KU finished with a whopping 556 yards of offense. Quarterback Todd Reesing was 21 of 26 passing for 253 yards and four touchdowns.

The Cyclones totaled just 234 yards and — to add further embarrassment — was on the cover of the following week’s Sports Illustrated capturing receiver Kerry Meier scoring one of KU’s six touchdowns with linebacker Jesse Smith lagging behind.

“What went right? Nothing,” Chizik said. “Kansas outplayed us in every way, shape and form. Whatever they wanted to do, they did it. We didn’t give them a game.”

The 56-3 home loss to Texas earlier in the season was more lopsided. But this one had a deeper meaning, in part because the Cyclones were feeling they were moving up the Big 12 food chain.       

“It gave us a chance to level our minds and know that we had to keep getting better and improving in the offseason,” linebacker Fred Garrin said.

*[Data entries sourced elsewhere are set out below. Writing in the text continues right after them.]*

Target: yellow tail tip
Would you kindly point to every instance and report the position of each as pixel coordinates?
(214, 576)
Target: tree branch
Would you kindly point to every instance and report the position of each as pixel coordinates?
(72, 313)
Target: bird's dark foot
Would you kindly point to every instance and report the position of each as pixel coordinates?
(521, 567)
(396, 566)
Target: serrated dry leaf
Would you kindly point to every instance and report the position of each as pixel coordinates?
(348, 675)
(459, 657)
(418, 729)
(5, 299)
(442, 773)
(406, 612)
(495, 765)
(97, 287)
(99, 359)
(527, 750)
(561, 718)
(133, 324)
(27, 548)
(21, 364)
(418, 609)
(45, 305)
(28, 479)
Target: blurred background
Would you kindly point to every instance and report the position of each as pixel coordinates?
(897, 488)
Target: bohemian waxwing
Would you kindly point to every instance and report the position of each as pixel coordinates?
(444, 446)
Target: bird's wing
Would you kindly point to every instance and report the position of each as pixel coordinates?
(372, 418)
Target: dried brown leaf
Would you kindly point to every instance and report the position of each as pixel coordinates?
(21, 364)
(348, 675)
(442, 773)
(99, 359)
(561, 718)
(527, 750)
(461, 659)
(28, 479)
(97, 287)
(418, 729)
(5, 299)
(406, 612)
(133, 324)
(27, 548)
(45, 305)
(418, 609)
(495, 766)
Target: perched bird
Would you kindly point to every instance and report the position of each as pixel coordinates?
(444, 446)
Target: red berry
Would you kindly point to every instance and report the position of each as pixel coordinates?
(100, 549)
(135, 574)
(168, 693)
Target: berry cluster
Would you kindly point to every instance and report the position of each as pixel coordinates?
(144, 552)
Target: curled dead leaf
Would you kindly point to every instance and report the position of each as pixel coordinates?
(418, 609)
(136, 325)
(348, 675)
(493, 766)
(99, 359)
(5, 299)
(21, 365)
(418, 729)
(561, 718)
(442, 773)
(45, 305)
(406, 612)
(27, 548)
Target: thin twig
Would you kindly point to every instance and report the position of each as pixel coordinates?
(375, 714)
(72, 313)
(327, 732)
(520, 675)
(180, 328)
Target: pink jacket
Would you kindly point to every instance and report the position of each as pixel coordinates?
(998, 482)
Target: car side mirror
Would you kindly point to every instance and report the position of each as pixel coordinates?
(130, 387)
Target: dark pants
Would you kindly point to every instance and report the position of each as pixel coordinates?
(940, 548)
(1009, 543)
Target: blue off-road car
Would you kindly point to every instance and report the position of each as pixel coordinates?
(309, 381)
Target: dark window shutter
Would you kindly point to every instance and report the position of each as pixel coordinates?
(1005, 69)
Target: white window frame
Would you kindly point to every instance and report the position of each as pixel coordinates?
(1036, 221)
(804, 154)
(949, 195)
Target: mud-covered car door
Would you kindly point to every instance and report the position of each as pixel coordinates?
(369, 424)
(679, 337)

They have. Is it enough to take down Kansas this week? We shall see.

McDermott at Wrigley Field

October 1, 2008

Iowa State men’s basketball coach Greg McDermott will see his favorite baseball team in person tonight, watching the Chicago Cubs-Los Angeles Dodgers NLDS Game One from a rooftop overlooking Wrigley Field.

McDermott and assistant coach Daniyal Robinson were scheduled to board a private plane Wednesday afternoon, land in Chicago, drive to Whitney Young High School to watch a prospective recruit and from there head to The Friendly Confines.

The ISU coaches will be atop a building on Waveland Avenue, behind the left field wall.   

“We’re gonna have fun,” McDermott said this morning as he packed a briefcase in his office.

Hope he wore a heavy jacket. Temperatures will be in the low 40s to go with a steady breeze off Lake Michigan. Being that high up, the guys will feel it.